The KDPI said that the Iranian rocket strutargeted a conference held by the political office of the party and a nearby refugee camp. According to the Kurdish group, 11 people were killed and up to 30 others were wounded in the rocket strike. Kurdish activists revealed that most of the casualties were members and officials of the KDPI and the PDKI.
Video footage of Iran’s use of long-range missiles in attack against PDKI’s bases and adjacent refugee camps in Koya, Iraqi Kurdistan.#PDKI #rojhelat #Kurdistan #twitterkurds pic.twitter.com/uTDm7RK0Av
— PDKI (@PDKIenglish) September 8, 2018
Meanwhile, Babak Taghvaee, an Iranian defense analyst, said that the Iranian-made Zelzal precision guided artillery rockets and an unspecified type of unmanned aerial vehicles (UAVs) were used in the attack on the Kurdish parties in Koya. The rockets were reportedly launched by the Islamic Revolutionary Guard Corps (IRGC) from a large base in the southern part of Iran.
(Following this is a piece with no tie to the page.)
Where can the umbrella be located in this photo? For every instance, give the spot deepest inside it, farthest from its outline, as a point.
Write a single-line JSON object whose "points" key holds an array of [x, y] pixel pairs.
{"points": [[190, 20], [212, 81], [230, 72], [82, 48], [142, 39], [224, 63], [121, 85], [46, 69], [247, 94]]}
Here is the second video which shows launch of the Zelzal precision guided artillery rockets at the #HDKI HQ in #Koya, N. #Iraq, from an #IRGC base in #Iran. #AliJavanmardi, the notorious journalist of @VOANews falsely claims that these rockets are launched by #PMU from S. #Iraq! pic.twitter.com/6wWFhS9twM
— Babak Taghvaee (@BabakTaghvaee) September 8, 2018
Several Iranian activists said that the rocket strike was a response to a recent attack by the PDKI, in which several personnel of the Iran Border Guard were killed. The PDKI and the KDPI were planning to launch more attacks in the upcoming days, according to the activists. The Iranian rocket strike was also viewed as a show of force and a message to the government’s armed opponents.